In the years to come, migration pressure from Ukraine is more likely to increase than not, resulting in migration, irregular migration and in the worst case even refugee flows. The EU and its member states might soon find themselves in a position where they need to deal with increased migration or even refugee flows from Ukraine. On 5 March the Commission of the European Union (2014) agreed a package in support of Ukraine that also encompasses ‘Acceleration of Visa Liberalisation [and to] …offer a Mobility Partnership’. Germany, in particular, with its hunger for skills and workers might want to consider letting in more Ukrainians.
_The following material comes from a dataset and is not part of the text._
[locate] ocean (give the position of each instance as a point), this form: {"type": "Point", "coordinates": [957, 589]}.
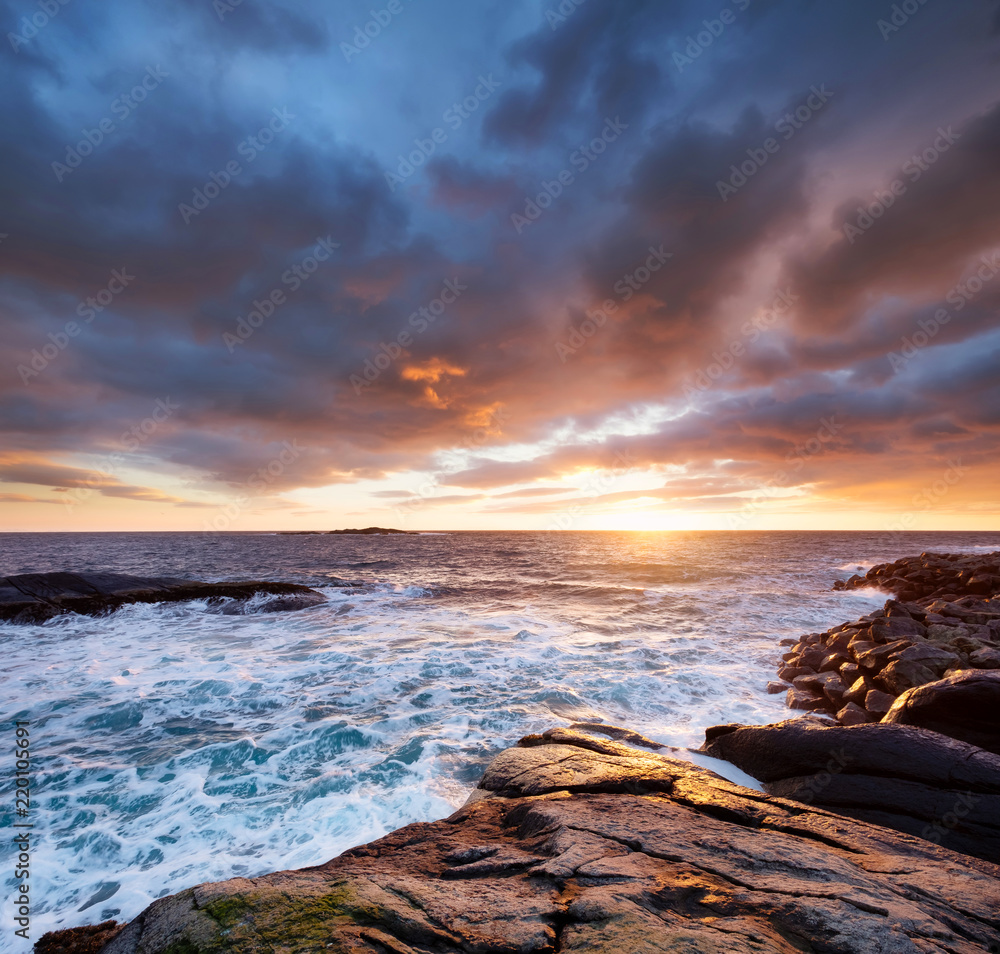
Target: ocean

This might actually not be too unpopular a move as recent surveys have shown that 73 per cent of Germans are in favour of admitting Ukraine to the EU, and 40 per cent even suggest that this could happen soon (Der Spiegel 2013). Also Poland, a historical ally of Ukraine, already implements a liberal entry system: of the one million Schengen visa issued annually to Ukrainians two thirds are issued by Poland. If the EU wishes to go beyond cheque book diplomacy and support Ukraine and its economy, society and people in a more comprehensive manner, then it would need to also consider further liberalising current visa requirements, employment restrictions, and a migration and development strategy.